There is a particular urgency and earnestness to the things we choose to write down
that can make writing so intimate, even vulnerable. It is because writing reveals the
things we want to remember, even if we don’t realise it ourselves. Our handwriting is
the physical manifestation of our state of mind, and when you know where to look,
you’d see that it’s not just what we write that matters, but how we write it. Whether it’s
a scribble in a margin, mindless doodles on worksheets, subconscious prayers lightly
penciled, even bold confessions written in ink, what we write is bound to leave clues of
exactly how we were feeling at the time of writing.

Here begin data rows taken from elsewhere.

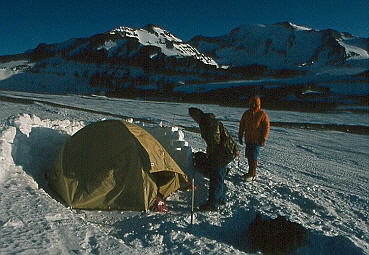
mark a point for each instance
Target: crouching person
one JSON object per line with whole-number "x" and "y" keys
{"x": 221, "y": 149}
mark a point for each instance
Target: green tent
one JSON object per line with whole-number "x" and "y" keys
{"x": 114, "y": 165}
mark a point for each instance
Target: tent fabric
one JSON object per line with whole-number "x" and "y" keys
{"x": 114, "y": 165}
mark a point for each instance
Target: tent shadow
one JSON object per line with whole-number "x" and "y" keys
{"x": 37, "y": 152}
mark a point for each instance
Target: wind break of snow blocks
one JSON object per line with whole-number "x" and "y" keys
{"x": 172, "y": 139}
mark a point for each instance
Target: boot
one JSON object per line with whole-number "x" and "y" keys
{"x": 251, "y": 176}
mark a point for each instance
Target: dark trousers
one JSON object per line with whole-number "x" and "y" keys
{"x": 217, "y": 188}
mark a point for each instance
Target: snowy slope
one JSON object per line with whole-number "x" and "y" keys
{"x": 284, "y": 45}
{"x": 169, "y": 44}
{"x": 317, "y": 178}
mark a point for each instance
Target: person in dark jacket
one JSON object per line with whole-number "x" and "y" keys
{"x": 221, "y": 149}
{"x": 254, "y": 127}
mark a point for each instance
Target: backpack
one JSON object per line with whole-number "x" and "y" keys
{"x": 230, "y": 147}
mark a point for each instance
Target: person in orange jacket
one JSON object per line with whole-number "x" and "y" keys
{"x": 254, "y": 127}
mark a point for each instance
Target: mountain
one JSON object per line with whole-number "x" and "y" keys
{"x": 284, "y": 45}
{"x": 282, "y": 61}
{"x": 124, "y": 58}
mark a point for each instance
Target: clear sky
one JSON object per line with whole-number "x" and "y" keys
{"x": 26, "y": 23}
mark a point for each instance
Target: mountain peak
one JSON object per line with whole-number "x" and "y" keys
{"x": 293, "y": 26}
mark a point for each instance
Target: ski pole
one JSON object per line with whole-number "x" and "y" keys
{"x": 193, "y": 198}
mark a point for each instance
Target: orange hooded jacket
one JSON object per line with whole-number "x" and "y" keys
{"x": 254, "y": 124}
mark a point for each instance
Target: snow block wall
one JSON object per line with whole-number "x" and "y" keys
{"x": 172, "y": 139}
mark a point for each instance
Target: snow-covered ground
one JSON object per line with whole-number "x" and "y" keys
{"x": 318, "y": 178}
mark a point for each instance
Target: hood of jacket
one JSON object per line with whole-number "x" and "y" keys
{"x": 255, "y": 103}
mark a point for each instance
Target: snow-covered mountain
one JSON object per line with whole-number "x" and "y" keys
{"x": 284, "y": 45}
{"x": 130, "y": 62}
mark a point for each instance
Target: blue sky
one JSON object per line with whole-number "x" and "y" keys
{"x": 26, "y": 23}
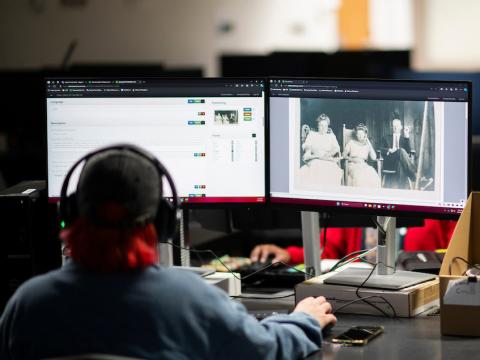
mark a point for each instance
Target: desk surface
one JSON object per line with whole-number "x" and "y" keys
{"x": 403, "y": 338}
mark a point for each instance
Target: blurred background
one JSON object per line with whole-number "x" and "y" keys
{"x": 407, "y": 39}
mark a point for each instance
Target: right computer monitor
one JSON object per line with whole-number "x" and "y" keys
{"x": 384, "y": 147}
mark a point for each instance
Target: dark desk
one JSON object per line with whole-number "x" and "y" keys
{"x": 403, "y": 339}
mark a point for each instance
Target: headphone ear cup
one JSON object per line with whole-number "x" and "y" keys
{"x": 70, "y": 210}
{"x": 166, "y": 221}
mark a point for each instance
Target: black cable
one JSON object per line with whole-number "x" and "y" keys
{"x": 357, "y": 292}
{"x": 262, "y": 298}
{"x": 379, "y": 227}
{"x": 476, "y": 266}
{"x": 230, "y": 270}
{"x": 357, "y": 300}
{"x": 339, "y": 262}
{"x": 324, "y": 218}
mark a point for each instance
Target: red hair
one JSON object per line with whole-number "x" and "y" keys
{"x": 111, "y": 249}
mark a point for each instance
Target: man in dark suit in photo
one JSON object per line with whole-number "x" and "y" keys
{"x": 396, "y": 150}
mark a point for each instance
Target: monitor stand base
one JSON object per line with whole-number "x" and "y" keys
{"x": 398, "y": 280}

Clumsy beings that we are, we leave crumbs of our consciousness, traces of
our thoughts, silhouettes of our psyche everywhere – I could alliterate all day but you
get the point. We are brimming with so much poetry and purpose, it’s no surprise at
all that it gets left behind on paper, even when we’re not thinking. While expressing
ourselves through script has always been unconscious, there’s another layer of self and
intimacy present, one that isn’t merely cognitive. It is unreasoning and visceral, some
might even say magical.
When you start viewing words beyond just the ideas they represent, you’ll
notice the beauty of the written word. How your hand falls to the page, the weight of
your lines, your words. They are frozen sounds, a snapshot of your mind. It’s you, on a
page. Living in a world constantly hurtling us from uncertainty to ambiguity, this is the
only way we know to make sense of things. To pluck from the intangible world to make
tangible. It’s more than magic, you see. It’s alchemy.
When we write, we immortalise ourselves. That piece of us lives on forever,
preserved in pristine condition, long after we are gone. Writing, etch-making – whatever
you call it – is the most primitive form of human documentation. It’s how humans
leave a mark, fiercely proving our existence despite it all. With over 50 contributors and
300 scans of notes, doodles and scribbles, Notes on How to Live Forever mines poetry
out of the words we throw away, proving the magic in the mundane. But above that,
perhaps most important of all, it explores the life we give our words and its relevance to
our lives, long after we let it leave our minds through our fingers.
So, how does one live forever? Well, I’d say they need only write.